Gece Döngüsü
//ömrümün yolları kayıp giderken
tabanlarım diken tarlası kanıyorum// darağacına yürüyen mahkum edasında sürüklüyorum ayaklarımı ayrılığın ardından süzüldü gözlerim boynumda yağlı ilmek talan olmuş ömrümün gelmişine geçmişine söverken cellat dişlerini gösteriyor fısıldıyorum umurumda mı? efkar etrafımda dört duvar dumanım başımda tütüyor kahkahaya uzak olan dudaklarımda tebessüm! eğreti gelin salıncağımın ipi koptu yüreğimin yaşları göz çukuruma hücum etti sıksam kirpiklerimi koca bir nehir taşacak ah! kaç sigara içmeli kaç şişe dibini delmeliyim ki düşler ötesindeki şafağa uyanayım bekle cellat bekle turuncuya özlemim var desem de yolun sonu bir adım ötede biliyorum hüznü sek içiren anılar deryasının mühürlü sorular koyunda nefessizim yalancı gülüşler asıldı dudaklarıma tarihi olmayan zamanın içerisinde duldasız kaldım etek altı sorgulamaların günahkar boyutlarının dimağ durduran noktasında geçit töreni var ona söylenecek kelimeleri binbir yerinden kurşunladım dilimin sürgüsünü usulca çektim ve sustum … …. …… vur boynuma ilmeği cellat kahpelik kanıma işledi. Yeşim Deren |
Bana dulda idin ey yâr, ne vakittir nefessiz kaldım sensiz ve unuttum gülmeyi …

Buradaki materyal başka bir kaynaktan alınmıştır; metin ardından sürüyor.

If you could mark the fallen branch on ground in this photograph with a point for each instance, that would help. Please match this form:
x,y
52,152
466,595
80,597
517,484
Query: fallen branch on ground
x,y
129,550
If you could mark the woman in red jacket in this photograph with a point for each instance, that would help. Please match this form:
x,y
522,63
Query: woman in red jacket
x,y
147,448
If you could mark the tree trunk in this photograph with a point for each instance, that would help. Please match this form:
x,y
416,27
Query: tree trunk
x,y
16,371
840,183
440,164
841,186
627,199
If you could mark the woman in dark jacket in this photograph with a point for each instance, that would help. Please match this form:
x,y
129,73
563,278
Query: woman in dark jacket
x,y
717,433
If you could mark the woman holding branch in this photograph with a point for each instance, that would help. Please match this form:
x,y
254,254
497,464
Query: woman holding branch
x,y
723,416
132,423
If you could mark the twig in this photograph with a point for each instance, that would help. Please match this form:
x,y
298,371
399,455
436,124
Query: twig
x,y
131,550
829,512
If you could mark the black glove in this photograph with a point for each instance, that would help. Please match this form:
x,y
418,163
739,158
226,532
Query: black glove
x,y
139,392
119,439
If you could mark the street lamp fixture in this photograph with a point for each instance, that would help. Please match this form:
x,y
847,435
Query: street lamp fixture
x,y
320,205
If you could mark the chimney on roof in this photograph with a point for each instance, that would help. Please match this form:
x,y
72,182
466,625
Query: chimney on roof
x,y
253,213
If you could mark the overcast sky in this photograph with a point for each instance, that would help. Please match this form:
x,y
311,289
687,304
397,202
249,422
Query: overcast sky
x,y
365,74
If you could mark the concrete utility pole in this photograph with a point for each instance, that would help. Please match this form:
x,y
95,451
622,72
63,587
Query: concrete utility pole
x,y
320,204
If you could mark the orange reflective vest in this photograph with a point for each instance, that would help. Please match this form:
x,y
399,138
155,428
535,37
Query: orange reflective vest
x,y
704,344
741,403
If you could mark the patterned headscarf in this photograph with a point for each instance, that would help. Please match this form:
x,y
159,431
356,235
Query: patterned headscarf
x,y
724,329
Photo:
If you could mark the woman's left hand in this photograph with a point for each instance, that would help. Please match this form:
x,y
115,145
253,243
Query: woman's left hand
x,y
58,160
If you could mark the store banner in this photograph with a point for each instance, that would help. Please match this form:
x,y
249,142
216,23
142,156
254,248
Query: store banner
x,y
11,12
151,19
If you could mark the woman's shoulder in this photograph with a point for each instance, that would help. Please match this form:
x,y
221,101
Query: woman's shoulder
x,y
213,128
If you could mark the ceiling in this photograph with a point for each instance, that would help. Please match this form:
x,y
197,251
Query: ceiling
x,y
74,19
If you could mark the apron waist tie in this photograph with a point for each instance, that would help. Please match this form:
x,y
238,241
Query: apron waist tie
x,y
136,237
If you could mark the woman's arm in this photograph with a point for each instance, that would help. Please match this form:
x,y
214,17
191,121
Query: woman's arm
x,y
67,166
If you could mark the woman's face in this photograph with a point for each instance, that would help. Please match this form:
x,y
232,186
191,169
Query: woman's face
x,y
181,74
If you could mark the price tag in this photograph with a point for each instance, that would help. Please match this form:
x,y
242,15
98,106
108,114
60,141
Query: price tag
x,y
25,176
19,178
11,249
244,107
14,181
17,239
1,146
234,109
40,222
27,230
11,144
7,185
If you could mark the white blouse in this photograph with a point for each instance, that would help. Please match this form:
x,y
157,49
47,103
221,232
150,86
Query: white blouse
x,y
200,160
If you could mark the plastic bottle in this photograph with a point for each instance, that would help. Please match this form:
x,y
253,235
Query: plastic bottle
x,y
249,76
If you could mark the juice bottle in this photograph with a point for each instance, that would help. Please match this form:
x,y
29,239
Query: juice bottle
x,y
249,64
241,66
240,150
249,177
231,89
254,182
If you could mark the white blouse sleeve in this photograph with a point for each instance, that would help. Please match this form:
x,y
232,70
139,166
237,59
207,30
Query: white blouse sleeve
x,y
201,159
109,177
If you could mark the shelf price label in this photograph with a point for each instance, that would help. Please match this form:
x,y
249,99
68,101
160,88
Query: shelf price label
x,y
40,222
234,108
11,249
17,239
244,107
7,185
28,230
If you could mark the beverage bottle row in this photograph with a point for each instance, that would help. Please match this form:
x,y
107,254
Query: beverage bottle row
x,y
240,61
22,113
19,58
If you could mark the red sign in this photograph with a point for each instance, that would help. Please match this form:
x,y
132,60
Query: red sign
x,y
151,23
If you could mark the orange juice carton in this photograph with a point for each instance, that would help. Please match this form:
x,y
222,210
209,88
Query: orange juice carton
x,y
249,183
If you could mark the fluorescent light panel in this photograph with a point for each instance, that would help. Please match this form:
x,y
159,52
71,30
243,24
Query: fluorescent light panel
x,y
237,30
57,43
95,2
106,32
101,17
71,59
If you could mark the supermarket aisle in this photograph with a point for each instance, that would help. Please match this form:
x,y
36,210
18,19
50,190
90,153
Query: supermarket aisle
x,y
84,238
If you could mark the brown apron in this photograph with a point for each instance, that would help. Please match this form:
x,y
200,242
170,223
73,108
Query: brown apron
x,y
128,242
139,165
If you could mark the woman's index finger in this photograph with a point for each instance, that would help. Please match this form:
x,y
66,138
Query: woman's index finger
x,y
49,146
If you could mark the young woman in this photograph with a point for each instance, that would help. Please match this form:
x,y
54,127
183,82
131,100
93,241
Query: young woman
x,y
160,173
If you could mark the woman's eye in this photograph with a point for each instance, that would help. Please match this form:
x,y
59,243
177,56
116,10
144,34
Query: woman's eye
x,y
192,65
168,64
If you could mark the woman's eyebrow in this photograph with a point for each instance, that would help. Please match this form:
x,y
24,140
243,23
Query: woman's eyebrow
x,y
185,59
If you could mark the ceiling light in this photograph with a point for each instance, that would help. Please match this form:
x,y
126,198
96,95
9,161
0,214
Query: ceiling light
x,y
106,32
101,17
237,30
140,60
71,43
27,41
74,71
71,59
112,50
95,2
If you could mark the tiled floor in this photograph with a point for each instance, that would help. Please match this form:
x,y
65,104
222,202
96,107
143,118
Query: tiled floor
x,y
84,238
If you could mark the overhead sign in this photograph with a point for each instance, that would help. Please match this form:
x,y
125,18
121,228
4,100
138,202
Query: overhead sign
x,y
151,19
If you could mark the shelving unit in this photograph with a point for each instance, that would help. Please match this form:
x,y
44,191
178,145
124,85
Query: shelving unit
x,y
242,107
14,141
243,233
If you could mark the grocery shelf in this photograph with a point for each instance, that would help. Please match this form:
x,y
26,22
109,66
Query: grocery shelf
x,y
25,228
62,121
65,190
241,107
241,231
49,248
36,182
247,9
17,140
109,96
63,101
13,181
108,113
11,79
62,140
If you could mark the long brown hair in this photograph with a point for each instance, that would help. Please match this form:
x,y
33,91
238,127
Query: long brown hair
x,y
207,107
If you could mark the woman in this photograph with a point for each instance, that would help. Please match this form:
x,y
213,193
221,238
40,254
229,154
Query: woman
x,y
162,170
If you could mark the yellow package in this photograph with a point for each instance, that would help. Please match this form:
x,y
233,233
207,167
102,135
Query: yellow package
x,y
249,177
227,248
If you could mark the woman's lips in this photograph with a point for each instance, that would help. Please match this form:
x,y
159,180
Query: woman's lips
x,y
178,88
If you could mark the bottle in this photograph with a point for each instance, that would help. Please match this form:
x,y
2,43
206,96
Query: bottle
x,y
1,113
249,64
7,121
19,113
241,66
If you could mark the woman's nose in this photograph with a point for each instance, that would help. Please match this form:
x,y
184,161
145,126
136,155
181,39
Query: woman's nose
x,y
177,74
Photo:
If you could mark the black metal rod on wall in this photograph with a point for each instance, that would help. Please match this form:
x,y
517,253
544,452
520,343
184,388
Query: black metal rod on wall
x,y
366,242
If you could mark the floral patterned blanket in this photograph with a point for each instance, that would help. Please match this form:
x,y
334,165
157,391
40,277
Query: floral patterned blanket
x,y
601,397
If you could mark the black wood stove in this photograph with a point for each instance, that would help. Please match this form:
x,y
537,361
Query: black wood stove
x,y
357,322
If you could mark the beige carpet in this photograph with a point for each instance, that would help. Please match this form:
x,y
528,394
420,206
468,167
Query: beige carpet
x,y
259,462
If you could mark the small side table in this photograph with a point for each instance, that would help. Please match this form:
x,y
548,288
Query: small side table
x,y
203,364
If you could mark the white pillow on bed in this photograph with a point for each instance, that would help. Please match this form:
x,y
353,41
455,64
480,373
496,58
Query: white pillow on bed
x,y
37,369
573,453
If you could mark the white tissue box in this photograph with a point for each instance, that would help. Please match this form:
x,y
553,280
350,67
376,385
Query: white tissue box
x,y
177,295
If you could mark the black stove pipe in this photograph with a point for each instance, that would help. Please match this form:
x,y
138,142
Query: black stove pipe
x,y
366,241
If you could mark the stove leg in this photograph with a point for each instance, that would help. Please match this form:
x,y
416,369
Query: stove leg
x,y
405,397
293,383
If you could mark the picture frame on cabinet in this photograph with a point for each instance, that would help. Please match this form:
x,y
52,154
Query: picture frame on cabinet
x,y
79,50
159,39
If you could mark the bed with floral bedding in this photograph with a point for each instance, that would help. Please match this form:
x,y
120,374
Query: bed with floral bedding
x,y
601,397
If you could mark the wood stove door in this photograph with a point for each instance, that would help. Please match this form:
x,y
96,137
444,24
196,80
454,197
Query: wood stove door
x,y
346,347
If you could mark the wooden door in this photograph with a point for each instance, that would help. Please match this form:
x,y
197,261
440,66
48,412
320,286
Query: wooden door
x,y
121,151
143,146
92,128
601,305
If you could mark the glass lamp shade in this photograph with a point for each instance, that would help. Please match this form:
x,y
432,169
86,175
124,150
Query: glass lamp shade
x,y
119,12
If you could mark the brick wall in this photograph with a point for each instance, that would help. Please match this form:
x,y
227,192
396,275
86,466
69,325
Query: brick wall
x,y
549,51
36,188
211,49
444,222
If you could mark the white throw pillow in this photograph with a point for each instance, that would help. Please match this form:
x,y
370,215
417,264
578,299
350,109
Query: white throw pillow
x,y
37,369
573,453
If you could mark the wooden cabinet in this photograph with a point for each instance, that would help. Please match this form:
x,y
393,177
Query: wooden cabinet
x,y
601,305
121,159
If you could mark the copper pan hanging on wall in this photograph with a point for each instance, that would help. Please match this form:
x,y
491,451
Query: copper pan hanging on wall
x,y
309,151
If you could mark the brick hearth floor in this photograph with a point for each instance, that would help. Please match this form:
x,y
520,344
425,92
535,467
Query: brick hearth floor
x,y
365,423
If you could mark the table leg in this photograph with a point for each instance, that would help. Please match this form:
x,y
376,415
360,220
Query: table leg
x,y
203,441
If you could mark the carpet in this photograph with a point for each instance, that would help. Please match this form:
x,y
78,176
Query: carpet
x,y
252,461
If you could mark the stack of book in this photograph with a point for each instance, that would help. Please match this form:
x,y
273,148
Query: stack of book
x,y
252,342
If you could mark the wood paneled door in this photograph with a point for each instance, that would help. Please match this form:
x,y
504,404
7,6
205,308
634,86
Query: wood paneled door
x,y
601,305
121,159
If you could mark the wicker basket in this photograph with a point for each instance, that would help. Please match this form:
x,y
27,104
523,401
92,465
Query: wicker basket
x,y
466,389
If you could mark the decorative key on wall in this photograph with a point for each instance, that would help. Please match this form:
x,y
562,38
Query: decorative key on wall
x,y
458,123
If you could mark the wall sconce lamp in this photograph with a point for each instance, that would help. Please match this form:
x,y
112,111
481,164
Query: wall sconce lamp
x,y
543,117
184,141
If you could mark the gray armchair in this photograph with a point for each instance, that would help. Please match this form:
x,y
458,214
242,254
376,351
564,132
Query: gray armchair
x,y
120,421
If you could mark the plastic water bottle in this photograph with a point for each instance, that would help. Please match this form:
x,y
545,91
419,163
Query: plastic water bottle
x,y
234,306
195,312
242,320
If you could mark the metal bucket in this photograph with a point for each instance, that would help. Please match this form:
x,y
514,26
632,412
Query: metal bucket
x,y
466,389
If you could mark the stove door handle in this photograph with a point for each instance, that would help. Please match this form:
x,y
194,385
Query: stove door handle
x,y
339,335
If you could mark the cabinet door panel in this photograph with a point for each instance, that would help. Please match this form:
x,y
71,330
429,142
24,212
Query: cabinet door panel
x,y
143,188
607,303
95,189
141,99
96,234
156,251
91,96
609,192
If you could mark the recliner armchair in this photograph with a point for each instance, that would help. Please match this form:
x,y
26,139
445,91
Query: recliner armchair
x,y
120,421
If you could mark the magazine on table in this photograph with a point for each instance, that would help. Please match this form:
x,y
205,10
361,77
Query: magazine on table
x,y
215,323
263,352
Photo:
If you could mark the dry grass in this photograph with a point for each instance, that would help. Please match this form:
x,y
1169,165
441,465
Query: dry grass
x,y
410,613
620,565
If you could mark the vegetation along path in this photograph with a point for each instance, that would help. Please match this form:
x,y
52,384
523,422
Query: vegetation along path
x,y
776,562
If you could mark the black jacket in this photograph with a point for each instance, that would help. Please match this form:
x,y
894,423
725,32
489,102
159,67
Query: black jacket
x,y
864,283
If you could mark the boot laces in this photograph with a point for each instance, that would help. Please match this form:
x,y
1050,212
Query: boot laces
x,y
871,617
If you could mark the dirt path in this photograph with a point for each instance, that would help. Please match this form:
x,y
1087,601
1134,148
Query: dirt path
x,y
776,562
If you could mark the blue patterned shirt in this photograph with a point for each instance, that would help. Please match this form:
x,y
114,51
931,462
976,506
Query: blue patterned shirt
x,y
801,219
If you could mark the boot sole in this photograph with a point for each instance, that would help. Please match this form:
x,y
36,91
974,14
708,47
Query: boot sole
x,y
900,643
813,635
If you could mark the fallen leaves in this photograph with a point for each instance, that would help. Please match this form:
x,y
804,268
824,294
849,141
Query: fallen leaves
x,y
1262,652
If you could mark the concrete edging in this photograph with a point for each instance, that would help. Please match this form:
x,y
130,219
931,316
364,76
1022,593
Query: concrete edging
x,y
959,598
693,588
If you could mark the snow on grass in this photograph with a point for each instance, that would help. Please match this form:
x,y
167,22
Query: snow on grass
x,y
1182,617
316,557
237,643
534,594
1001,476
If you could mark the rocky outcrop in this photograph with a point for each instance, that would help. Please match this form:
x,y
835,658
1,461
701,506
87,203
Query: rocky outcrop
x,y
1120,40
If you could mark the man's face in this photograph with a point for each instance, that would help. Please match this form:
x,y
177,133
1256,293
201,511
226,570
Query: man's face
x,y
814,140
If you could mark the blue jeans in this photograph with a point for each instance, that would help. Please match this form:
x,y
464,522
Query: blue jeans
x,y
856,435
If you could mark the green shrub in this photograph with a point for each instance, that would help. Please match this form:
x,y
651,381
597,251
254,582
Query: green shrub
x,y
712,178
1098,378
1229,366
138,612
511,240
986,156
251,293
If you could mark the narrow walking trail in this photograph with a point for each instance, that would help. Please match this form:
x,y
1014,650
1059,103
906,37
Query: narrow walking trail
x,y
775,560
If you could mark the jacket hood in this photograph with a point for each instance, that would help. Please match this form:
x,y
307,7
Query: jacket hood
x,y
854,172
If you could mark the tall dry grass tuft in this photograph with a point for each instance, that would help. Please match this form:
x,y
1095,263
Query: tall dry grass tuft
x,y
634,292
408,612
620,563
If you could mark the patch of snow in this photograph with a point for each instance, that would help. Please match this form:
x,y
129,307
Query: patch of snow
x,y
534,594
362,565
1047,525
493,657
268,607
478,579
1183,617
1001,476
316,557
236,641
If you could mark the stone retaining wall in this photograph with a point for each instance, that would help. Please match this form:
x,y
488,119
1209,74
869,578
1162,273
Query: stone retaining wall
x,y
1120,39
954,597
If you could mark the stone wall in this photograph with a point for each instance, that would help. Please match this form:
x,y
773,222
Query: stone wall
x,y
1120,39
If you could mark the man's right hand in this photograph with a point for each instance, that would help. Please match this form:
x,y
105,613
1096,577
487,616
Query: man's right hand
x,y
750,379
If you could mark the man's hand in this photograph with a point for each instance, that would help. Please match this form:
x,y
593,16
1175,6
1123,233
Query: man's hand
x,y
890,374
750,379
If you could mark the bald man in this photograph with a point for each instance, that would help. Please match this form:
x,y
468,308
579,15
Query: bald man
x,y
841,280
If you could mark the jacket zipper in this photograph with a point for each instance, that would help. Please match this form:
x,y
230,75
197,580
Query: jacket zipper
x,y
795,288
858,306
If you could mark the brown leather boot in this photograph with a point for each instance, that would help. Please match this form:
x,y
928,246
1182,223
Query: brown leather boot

Duyan, konuşan, ne bileyim insan olduğunu söyleyen nice insancıklar var burada … Aklımı durduracak sözlerle namus kumkuması oldular…desinler, geçit töreni olsun bilcümle yergiler, ben içimdeki yangını bilirim…
Giden… evet, sen! Duy ve anla ki boynunda ilmeğim var, suskunluğum sendendir. Kim ne derse desin benim için, ben artık yaşamak istemiyorum.